J’avais l’impression d’être un peu en voyage, notamment dans le futur, quand je montais dans les Smart parsemées dans mon quartier. 

J’aimais que tout se gère grâce à une application. Je réserve. Je marche jusqu’à ma voiture. La porte se déverrouille. Je peux embarquer des sacs, mon chien.

J’aimais aussi pouvoir sortir, me débarrasser de mon véhicule et poursuivre ma soirée sans y penser. 

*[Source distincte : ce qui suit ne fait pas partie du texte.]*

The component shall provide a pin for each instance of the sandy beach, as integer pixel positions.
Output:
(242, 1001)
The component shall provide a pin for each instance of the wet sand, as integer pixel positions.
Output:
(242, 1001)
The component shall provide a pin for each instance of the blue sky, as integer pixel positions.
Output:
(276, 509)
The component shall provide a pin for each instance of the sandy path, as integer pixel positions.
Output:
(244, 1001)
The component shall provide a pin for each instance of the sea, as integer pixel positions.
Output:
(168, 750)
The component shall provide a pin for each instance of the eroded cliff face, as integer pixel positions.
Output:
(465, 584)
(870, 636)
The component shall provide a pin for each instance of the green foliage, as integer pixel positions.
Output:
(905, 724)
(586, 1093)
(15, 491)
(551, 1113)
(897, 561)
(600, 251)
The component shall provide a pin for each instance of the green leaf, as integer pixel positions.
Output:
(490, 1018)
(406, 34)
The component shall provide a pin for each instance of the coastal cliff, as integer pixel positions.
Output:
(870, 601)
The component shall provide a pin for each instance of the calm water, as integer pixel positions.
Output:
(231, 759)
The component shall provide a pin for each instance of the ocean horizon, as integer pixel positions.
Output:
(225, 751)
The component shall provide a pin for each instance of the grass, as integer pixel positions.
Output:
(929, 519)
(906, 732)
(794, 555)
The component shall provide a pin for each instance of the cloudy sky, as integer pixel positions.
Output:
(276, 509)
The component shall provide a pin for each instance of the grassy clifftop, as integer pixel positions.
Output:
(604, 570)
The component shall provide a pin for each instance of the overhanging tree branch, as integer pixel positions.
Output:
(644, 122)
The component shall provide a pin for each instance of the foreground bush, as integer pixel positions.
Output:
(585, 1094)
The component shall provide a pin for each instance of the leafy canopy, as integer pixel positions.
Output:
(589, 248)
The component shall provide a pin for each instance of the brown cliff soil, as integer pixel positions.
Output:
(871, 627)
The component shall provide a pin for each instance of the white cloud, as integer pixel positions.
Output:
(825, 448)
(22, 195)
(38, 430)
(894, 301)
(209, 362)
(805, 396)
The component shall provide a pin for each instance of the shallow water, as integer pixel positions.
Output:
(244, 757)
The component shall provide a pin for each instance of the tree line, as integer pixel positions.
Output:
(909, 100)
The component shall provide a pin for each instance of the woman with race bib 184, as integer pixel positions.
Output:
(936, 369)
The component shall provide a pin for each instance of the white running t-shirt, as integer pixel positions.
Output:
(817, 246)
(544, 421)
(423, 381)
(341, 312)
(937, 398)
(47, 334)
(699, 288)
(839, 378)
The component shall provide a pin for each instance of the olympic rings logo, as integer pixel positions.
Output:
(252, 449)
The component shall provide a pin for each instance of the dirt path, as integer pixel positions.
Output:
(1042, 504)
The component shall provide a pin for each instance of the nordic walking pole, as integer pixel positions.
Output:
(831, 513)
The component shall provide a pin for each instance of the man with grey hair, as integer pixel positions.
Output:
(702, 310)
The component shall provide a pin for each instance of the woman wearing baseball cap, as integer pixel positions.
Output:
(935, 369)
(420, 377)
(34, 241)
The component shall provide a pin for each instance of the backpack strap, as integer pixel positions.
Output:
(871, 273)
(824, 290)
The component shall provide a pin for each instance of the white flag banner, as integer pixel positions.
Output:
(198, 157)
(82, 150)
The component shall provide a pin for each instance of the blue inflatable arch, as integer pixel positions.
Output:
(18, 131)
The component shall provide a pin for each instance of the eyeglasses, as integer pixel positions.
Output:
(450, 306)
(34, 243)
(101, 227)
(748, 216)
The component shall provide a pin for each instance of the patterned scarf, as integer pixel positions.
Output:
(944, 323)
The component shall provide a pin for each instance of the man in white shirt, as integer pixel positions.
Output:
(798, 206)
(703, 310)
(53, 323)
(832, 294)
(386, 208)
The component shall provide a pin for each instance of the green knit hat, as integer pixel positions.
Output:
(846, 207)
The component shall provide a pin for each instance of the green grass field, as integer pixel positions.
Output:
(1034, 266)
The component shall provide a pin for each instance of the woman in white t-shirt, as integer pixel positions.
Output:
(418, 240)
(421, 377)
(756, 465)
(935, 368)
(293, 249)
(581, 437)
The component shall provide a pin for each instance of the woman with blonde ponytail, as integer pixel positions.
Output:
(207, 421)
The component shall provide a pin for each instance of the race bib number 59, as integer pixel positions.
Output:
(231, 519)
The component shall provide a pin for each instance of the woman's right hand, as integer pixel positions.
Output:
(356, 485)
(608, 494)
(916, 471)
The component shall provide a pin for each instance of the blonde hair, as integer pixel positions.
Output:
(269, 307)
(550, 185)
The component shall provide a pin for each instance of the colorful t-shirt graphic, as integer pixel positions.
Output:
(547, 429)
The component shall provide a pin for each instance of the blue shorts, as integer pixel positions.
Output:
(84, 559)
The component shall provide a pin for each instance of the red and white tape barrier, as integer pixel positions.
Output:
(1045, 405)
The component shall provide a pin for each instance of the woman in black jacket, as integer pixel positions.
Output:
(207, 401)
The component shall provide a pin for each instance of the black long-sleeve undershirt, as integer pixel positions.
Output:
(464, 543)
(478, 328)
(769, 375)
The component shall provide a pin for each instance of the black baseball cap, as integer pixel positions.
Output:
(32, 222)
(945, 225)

Je suis déçue que l’entreprise ait décidé de se retirer totalement de toutes les villes où elle était encore implantée en Amérique du Nord, soit Montréal mais aussi Vancouver, où le projet marchait particulièrement bien, ainsi que New York – essentiellement Brooklyn et Queens, pas Manhattan –, Chicago et Washington.

Parce que j’ai utilisé de ces voitures à Montréal, mais aussi à Toronto, avant que le service ne quitte la ville l’an dernier. Et à Seattle, en reportage, il y a deux ans. C’était vraiment convivial pour aller là où les transports en commun ne le permettaient pas. Mieux que louer une voiture en ville. Mieux que payer des taxis pour faire 70 km.

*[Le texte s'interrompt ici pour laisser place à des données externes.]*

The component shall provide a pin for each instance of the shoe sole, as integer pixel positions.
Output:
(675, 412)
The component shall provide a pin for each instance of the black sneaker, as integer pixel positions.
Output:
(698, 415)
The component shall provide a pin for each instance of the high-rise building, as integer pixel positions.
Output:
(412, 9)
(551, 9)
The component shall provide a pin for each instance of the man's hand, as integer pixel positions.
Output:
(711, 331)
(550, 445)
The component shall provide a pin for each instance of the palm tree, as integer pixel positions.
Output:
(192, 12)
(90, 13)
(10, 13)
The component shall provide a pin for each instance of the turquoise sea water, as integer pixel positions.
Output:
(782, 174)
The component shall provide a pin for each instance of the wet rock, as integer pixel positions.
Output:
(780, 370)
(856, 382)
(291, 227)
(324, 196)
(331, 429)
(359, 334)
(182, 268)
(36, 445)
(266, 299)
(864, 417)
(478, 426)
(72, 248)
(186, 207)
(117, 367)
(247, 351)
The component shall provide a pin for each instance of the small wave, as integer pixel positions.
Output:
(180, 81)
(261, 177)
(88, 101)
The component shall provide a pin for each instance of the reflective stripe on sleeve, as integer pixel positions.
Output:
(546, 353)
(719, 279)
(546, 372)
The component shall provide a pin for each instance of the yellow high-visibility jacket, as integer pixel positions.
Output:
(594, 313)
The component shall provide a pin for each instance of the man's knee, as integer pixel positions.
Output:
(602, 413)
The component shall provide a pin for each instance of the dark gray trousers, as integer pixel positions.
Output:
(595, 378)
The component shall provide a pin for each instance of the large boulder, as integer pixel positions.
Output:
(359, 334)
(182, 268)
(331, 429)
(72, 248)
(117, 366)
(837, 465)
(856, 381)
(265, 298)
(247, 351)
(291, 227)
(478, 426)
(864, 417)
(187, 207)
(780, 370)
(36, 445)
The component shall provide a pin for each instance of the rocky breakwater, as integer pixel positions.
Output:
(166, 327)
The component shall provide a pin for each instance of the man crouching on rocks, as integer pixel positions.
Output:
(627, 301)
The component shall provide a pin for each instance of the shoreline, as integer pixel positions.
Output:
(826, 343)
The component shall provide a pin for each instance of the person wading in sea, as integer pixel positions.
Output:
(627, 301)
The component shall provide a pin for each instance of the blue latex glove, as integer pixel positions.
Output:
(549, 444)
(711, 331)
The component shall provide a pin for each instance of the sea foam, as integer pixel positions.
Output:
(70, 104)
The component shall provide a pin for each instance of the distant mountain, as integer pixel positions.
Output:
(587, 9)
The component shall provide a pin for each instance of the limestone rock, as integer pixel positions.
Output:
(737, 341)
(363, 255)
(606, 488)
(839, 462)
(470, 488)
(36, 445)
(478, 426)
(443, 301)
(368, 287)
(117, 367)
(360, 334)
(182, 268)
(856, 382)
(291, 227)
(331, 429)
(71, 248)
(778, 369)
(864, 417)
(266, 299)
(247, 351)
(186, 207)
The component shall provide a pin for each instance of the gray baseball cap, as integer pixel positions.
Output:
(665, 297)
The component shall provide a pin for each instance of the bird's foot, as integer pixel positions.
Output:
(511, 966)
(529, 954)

Mais apparemment, c’était trop beau pour être vrai.

Le projet coûtait une fortune. Et n’était pas rentable.

Imaginez les frais fixes : juste l’achat et l’entretien des voitures, puis la gestion de l’essence, le dépannage, la structure informatique, etc. 

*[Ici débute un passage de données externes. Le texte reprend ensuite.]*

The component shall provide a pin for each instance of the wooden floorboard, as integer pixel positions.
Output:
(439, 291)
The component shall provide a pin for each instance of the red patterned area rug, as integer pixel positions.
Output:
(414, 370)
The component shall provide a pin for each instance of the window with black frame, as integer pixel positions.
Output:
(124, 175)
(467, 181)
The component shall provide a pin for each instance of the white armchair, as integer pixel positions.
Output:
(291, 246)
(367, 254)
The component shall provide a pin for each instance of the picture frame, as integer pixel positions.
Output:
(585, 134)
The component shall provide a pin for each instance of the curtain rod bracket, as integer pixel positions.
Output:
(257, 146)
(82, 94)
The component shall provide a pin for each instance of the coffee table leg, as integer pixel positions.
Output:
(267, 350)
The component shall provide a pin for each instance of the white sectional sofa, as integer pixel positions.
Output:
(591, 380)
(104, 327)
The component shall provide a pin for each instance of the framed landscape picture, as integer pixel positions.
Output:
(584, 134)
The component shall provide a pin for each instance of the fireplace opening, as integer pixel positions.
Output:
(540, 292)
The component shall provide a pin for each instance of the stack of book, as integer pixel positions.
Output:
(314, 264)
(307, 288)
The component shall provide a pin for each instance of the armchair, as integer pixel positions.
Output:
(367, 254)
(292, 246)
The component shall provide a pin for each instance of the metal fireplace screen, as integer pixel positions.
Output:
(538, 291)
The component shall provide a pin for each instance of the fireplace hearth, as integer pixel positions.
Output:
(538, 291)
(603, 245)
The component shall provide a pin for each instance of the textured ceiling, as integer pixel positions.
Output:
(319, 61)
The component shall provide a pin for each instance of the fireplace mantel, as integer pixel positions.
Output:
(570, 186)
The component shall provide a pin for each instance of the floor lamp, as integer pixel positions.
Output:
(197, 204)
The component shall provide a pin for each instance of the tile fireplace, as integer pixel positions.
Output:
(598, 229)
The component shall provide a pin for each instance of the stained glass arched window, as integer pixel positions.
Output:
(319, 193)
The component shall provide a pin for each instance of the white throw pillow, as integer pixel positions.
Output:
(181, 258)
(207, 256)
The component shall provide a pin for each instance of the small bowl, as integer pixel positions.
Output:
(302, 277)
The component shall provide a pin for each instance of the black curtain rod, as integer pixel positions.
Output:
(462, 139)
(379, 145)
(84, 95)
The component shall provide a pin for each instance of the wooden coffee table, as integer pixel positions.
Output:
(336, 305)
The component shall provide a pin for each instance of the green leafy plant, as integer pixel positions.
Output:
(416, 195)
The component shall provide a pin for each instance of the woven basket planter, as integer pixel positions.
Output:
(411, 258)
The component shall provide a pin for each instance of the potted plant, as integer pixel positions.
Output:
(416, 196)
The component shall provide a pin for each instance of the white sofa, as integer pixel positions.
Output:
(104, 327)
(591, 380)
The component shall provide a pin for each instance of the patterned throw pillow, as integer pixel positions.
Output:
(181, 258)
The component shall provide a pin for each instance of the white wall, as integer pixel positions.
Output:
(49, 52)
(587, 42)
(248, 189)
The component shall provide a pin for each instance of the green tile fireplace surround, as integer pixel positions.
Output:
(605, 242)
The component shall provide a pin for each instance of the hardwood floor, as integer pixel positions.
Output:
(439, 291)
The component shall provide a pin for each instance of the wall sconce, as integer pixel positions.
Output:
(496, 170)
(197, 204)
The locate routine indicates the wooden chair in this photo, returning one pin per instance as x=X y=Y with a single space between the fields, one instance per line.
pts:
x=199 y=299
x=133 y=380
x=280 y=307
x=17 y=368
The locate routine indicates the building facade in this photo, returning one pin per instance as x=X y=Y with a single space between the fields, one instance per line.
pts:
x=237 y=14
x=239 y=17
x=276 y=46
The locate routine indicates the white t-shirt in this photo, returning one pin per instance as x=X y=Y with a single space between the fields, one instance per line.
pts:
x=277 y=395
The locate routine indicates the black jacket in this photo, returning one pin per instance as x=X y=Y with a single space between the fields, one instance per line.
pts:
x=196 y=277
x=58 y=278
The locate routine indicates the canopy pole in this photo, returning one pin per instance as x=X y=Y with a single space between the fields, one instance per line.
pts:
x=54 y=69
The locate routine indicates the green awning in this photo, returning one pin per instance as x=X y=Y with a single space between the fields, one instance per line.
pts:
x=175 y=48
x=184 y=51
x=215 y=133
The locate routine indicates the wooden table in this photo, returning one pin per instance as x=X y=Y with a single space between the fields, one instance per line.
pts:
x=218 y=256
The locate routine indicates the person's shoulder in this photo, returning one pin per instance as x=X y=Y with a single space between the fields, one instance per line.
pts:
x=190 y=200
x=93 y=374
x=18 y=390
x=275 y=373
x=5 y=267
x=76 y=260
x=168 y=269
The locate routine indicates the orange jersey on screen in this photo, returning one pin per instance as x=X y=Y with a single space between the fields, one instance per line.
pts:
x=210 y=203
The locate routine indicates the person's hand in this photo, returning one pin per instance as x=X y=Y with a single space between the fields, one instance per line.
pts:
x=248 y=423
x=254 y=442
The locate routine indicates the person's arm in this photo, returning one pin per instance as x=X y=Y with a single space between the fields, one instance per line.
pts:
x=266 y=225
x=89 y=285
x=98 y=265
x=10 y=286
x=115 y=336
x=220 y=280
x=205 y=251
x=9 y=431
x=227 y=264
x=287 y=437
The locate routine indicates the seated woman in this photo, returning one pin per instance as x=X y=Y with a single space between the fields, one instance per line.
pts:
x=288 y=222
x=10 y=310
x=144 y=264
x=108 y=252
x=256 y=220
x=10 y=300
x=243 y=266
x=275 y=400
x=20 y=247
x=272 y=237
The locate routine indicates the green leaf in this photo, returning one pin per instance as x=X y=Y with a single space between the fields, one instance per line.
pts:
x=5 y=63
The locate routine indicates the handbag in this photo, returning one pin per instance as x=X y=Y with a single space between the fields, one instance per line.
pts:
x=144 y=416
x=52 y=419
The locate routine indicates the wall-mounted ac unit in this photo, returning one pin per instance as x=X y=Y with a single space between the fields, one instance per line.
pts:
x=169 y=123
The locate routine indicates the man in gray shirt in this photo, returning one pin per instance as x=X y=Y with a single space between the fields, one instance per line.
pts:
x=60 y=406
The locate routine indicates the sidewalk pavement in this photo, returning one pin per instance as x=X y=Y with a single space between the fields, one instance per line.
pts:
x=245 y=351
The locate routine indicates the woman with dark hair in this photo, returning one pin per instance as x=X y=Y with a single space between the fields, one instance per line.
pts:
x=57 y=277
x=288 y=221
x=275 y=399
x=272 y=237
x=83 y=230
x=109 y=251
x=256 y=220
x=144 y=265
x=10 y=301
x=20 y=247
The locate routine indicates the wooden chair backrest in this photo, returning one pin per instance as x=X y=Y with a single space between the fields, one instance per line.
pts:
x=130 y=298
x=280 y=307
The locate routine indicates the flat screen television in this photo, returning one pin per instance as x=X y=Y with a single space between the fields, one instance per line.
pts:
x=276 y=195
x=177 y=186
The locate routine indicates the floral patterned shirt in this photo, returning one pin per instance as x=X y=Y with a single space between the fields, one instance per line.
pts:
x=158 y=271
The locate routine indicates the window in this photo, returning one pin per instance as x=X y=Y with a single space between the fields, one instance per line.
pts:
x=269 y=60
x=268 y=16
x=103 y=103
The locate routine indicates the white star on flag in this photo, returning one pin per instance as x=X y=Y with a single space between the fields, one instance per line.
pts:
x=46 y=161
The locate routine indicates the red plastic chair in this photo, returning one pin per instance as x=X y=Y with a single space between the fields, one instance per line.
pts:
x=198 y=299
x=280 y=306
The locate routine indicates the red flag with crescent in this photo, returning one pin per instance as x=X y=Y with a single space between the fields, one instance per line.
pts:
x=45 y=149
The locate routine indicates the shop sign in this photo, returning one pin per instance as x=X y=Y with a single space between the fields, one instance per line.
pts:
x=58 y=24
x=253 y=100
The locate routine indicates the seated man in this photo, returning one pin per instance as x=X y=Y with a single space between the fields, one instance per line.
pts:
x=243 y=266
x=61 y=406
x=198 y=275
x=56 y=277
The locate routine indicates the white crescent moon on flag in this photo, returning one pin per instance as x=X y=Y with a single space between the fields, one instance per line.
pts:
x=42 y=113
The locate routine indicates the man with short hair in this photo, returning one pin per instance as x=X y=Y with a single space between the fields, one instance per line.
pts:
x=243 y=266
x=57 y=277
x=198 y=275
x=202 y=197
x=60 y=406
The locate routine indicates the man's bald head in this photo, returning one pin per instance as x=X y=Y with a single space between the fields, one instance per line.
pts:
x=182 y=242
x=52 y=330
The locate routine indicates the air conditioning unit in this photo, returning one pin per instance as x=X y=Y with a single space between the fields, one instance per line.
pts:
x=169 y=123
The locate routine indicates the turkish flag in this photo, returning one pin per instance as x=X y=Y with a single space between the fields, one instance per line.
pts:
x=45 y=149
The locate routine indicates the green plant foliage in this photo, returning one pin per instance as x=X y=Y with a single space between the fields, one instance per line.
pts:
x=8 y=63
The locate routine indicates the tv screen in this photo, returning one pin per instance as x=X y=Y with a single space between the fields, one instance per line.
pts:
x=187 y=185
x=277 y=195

À Montréal, il fallait acheter des vignettes pour permettre aux voitures d’être garées un peu partout, ou alors payer carrément des places de stationnement. Ça aussi, ça coûtait cher.

L’hiver et la neige rendaient le projet un peu plus complexe qu’ailleurs. (Je suis déjà restée prise dans une congère avec une Smart. Pas exactement la traction du siècle.)

Et les enjeux de stationnement rendaient difficile l’accès au centre-ville, où pourtant il y avait une concentration de clients potentiels. Là, seulement certains stationnements désignés accueillaient les véhicules.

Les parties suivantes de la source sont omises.